描述（由申请人提供）：该项目的目的是通过共表达肿瘤特异性嵌合抗原受体（CAR）和细胞因子受体来提高针对神经母细胞瘤（NB）的T细胞疗法的治疗潜力。 NB 是儿童最常见的恶性颅外肿瘤，患有高危疾病的儿童尽管经过强化治疗，结果仍然不佳。因此需要新的治疗策略。我们最近证明，通过基因改造表达针对神经母细胞表达的 GD2 的嵌合抗原受体 (CAR) 的 Epstein-Barr 病毒特异性 CTL (EBV-CTL) 的过继转移，可在循环中持续 6 周，并确定目标肿瘤4/8 的难治性/复发性 NB 患者有反应。由于现在很明显，肿瘤对 CTL 输注的反应与这些 CTL 的持久性/扩展相关，因此我们提出了一种新策略来改善过继转移的 CAR-GD2-EBV-CTL 的生长。虽然 CTL 的体内扩增可以在急性淋巴细胞清除宿主中完成，但深度淋巴细胞清除可能对大多数已经接受过大剂量化疗和放疗的难治性/耐药性 NB 患者具有过度毒性。此外，高剂量IL-2的施用显着增加了毒性并有利于抑制抗肿瘤CTL功能的调节性T细胞（Treg）的扩增。

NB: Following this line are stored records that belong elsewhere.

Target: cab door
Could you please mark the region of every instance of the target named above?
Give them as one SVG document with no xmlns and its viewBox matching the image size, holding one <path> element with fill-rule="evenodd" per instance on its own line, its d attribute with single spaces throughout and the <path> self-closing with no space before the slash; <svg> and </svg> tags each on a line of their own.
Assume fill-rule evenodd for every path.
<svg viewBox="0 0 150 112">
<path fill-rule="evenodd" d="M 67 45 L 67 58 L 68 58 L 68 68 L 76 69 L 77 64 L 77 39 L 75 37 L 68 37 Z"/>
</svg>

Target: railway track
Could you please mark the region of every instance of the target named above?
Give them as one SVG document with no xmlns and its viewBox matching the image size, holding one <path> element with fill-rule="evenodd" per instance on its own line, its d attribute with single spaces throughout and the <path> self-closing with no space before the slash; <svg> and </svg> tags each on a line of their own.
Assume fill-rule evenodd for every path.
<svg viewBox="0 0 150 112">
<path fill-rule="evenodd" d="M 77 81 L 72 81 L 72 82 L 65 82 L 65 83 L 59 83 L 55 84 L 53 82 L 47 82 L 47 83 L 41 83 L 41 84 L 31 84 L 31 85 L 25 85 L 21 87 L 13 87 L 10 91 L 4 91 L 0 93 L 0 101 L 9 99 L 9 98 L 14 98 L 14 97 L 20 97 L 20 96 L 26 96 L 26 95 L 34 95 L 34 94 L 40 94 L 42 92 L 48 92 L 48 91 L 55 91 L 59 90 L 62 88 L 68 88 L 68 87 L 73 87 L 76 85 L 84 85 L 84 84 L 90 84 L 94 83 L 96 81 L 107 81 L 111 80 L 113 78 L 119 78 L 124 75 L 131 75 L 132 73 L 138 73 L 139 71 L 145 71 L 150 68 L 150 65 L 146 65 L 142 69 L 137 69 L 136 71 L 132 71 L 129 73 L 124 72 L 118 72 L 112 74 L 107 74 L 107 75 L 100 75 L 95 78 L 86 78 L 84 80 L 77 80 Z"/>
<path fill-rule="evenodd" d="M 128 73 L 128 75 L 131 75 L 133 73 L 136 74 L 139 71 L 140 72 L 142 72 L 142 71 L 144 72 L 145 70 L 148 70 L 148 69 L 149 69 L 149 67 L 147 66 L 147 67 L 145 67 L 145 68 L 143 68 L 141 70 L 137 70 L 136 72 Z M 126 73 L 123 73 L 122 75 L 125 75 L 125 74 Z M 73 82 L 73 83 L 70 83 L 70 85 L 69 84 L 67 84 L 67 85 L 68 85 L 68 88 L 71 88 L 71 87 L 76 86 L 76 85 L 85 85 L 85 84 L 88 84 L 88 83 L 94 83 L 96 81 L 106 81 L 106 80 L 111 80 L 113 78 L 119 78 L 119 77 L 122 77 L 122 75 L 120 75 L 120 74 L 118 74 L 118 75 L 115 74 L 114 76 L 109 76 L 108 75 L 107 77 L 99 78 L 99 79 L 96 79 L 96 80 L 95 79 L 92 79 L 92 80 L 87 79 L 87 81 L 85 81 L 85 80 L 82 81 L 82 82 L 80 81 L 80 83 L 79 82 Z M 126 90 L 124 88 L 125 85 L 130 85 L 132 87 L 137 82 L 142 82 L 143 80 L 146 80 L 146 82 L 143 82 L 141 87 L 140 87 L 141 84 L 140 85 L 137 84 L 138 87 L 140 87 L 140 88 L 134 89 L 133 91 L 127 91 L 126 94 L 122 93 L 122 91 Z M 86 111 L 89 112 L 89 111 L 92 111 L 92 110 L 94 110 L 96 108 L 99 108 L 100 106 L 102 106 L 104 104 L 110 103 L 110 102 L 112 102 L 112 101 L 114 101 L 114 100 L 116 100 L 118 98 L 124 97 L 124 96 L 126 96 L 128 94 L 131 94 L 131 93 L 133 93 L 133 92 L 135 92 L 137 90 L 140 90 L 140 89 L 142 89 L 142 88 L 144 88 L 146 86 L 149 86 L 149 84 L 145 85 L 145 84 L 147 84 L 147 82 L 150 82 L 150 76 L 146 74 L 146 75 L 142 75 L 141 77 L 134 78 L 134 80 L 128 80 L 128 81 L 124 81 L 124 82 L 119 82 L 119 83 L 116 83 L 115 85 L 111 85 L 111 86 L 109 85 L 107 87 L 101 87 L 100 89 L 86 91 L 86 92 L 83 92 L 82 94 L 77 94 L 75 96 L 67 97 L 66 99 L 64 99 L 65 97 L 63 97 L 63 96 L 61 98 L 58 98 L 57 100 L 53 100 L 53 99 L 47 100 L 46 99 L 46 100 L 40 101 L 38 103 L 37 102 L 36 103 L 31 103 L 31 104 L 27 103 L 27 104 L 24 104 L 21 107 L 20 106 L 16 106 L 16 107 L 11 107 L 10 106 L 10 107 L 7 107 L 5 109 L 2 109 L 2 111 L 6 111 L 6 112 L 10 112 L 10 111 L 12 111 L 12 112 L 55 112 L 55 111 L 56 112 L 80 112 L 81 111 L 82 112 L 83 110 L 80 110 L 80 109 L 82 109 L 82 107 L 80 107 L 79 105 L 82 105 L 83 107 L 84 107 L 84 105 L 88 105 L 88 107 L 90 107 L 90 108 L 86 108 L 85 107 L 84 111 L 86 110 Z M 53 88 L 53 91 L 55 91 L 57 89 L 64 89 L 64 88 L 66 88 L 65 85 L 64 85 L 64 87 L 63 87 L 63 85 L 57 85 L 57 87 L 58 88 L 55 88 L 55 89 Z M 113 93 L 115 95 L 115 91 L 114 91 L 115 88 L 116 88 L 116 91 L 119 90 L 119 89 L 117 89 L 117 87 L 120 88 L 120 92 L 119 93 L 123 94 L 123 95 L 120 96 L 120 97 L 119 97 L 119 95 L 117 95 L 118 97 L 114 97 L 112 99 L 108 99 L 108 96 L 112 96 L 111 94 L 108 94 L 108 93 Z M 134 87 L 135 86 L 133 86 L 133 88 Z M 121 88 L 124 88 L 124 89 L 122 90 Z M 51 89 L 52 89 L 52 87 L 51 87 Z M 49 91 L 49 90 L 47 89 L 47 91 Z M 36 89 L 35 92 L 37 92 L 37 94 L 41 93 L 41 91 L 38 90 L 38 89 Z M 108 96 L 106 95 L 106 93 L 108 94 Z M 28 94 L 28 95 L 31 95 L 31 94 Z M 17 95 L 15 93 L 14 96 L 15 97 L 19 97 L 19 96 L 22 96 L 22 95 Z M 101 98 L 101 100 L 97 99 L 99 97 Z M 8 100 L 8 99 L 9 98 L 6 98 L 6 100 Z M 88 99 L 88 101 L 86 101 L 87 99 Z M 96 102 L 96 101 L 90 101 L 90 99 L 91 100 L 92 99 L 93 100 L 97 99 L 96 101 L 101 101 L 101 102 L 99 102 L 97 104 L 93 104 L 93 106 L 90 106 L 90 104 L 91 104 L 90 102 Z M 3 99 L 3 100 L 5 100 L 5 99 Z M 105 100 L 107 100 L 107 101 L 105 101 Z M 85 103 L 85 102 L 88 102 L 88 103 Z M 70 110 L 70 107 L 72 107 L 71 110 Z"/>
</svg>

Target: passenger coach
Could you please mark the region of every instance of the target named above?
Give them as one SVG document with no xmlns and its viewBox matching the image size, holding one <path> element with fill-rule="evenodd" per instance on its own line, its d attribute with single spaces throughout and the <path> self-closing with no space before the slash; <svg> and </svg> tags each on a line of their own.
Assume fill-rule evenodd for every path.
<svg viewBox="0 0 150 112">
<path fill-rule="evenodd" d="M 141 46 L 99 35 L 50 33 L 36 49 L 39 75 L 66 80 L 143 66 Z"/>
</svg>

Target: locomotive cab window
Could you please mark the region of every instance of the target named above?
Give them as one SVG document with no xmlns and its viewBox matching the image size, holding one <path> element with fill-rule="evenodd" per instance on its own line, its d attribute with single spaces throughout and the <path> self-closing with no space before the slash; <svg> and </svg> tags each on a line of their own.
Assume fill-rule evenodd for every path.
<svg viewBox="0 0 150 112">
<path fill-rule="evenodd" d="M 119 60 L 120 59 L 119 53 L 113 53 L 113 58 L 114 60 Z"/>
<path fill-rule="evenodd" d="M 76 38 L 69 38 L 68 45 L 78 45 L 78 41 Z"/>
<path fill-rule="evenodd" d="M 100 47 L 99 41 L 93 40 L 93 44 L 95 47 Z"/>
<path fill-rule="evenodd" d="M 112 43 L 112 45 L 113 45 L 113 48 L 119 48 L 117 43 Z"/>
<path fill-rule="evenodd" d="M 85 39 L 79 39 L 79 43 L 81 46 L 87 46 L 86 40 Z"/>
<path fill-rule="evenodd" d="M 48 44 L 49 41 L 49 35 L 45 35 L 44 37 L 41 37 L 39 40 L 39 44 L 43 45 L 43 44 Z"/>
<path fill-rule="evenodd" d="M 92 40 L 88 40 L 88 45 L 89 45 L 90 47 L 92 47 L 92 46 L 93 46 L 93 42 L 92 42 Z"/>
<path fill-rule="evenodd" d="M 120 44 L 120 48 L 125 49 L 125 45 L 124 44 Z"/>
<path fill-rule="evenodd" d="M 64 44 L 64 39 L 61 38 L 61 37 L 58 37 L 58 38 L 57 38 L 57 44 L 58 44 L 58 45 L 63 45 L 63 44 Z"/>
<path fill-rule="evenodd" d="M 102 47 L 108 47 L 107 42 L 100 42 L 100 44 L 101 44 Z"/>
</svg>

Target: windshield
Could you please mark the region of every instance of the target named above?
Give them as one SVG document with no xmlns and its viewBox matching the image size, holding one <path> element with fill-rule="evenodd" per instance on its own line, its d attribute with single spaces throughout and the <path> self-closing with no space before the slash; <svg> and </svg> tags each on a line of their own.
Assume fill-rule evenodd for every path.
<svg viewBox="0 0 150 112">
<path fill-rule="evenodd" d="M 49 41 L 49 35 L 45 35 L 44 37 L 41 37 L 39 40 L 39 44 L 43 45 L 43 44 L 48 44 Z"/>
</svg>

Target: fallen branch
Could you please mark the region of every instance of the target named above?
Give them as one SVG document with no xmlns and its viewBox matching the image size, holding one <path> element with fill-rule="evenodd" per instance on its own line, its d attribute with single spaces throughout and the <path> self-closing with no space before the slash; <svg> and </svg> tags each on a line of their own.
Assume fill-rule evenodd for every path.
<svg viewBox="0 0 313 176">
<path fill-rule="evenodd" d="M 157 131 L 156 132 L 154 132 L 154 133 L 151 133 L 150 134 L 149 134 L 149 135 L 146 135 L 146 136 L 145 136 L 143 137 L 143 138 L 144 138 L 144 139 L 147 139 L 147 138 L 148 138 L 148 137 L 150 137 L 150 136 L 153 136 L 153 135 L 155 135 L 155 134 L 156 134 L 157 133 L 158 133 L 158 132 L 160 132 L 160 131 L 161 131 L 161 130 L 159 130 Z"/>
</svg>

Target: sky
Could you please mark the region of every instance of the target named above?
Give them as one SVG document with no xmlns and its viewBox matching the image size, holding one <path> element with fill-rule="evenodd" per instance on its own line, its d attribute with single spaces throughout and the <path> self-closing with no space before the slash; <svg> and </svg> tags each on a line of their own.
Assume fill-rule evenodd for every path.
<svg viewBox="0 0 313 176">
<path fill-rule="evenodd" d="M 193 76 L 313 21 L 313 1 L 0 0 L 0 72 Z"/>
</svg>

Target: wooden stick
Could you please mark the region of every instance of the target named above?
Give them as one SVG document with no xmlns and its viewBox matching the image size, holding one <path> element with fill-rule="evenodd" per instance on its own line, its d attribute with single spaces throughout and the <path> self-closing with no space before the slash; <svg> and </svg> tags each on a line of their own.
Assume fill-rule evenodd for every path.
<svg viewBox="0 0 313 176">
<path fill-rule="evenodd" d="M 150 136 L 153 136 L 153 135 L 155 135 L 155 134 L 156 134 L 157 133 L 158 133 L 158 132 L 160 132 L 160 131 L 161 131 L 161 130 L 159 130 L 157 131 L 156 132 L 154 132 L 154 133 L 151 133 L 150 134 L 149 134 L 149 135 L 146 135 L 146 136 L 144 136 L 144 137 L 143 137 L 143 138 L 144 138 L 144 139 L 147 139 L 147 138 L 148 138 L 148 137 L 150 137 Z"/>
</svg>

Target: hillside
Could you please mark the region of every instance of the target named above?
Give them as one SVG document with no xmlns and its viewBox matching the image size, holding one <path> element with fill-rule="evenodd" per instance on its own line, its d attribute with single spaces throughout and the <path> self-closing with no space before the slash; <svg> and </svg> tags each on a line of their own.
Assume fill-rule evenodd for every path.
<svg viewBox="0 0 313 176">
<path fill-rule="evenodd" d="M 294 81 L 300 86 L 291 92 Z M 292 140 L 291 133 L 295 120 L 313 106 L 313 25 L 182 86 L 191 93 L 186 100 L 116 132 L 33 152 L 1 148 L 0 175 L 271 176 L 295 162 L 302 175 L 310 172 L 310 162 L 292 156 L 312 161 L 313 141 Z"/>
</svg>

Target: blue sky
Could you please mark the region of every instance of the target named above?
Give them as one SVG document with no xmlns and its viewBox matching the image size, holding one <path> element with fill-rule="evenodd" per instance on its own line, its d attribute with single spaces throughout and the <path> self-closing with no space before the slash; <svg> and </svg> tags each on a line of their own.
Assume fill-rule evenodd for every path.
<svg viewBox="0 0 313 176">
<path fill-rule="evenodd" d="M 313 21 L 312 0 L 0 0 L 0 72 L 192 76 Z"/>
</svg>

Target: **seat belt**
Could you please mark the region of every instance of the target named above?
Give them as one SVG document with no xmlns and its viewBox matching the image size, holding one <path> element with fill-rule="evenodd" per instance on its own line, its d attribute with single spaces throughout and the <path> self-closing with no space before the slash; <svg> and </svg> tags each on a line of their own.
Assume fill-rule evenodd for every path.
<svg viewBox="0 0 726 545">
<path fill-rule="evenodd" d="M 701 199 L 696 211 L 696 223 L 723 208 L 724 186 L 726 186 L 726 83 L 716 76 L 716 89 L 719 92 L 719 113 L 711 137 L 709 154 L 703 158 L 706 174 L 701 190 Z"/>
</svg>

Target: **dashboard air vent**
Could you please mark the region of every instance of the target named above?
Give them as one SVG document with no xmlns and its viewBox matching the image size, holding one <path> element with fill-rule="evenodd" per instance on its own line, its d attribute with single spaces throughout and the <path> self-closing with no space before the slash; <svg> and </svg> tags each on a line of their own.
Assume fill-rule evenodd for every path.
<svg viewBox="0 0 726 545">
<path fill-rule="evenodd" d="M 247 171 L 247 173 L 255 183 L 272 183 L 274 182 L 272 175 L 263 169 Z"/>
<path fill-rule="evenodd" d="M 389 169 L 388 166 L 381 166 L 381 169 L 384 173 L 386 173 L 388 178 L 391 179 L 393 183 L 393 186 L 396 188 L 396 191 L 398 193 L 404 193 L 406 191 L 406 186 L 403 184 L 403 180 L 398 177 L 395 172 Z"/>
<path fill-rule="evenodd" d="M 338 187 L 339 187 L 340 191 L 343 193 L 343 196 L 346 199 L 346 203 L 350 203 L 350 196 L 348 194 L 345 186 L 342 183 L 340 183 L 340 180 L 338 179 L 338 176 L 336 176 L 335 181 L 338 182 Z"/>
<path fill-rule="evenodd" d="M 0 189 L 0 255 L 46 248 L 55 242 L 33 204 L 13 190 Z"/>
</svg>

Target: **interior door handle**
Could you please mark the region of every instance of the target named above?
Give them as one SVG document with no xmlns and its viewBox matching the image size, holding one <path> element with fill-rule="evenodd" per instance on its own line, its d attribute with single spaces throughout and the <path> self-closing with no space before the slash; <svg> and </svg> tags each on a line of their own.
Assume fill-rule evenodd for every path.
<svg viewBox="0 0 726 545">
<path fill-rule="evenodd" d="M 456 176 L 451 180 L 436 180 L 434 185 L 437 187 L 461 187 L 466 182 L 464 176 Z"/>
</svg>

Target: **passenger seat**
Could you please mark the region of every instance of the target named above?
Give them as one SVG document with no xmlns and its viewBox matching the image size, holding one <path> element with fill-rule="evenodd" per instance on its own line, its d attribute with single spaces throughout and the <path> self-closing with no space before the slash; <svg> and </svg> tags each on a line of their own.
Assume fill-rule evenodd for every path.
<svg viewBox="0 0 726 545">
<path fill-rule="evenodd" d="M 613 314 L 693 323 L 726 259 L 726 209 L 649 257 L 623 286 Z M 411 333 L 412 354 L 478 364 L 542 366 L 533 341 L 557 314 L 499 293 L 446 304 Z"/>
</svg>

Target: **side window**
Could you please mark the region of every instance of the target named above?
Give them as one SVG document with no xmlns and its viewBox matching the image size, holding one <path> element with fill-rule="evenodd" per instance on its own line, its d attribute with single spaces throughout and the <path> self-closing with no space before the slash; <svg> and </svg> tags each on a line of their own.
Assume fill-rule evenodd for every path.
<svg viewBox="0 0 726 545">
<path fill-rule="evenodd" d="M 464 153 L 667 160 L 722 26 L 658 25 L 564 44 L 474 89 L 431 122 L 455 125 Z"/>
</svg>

与 IL-2 相比，重组 IL-7 (rIL-7) 的施用似乎具有良好的耐受性，并产生初始 CD4+ 和 CD8+ T 淋巴细胞的多克隆扩增，而没有明显增加 Tregs，这表明该细胞因子可用于改善过继转移的 CTL 的持续/扩展。不幸的是，IL-7 对离体扩增的肿瘤定向 CTL 的活性有限，因为一旦 T 细胞受到抗原刺激，IL-7 受体 α (IL-7Ra) 的表达就会迅速下调。我们发现基因转移可用于恢复 EBV-CTL 中的功能性 IL-7Ra，而不影响其抗原特异性和效应子功能。基于这些数据，我们建议在临床前模型中进行评估，然后在 I 期临床试验中评估共表达 CAR-GD2 和 IL-7Ra 的 EBV-CTL 输注到难治性/复发性 NB 患者体内是否能够安全扩展并持续存在，以响应rIL-7 的施用，以及此类工程 CTL 是否具有抗肿瘤活性。